I have a customer specified project of auditing HMI machine set point changes, from several different Panel View operator interfaces. The values themselves are in PLC tags, written to/read from the Panel View. I'd rather not modify the Panel View program(s) and keep functionality in Ignition if I can. The deviations are variable, could change, so I can't store as constants in the PanelView program.

The auditing to do: Do not allow setpoint changes beyond a min and max deviation, which could vary per different setpoint value... (min / max both of 10, can't change setpoint of 100 past 110 or below 90)

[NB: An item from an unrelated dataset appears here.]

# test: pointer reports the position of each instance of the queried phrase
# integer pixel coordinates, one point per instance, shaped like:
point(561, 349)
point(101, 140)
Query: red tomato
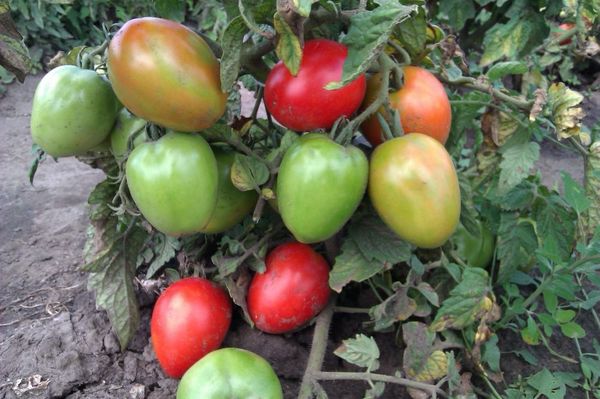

Currently I am starting using a Client Tag Change Event(s), evaluating which tag it is, reading the deviations allowed, (based on the tag path as a key), and evaluating newValue against previousValue.value and the deviation allowed. If it's not allowed, then I write the OldVal back to the tag (writeBlocking). This obviously fires the tag change event again, so I am looking to combat this by saving the last valid value, comparing and not doing the deviation comparison and tag write infinite times (ending recursion :slight_smile: ).
I'm just getting started and looking for the best way programmatically, as I might not be seeing or missing something. Is there a way of stopping or resetting the change in a tag change event, probably not since the change is already done I assume? Thanks much as always.

These won't run without a Vision client open. Any changes on the PV while Vision is closed will escape your scrutiny.

Consider writing a gateway timer event that simply checks everything on a repeating basis.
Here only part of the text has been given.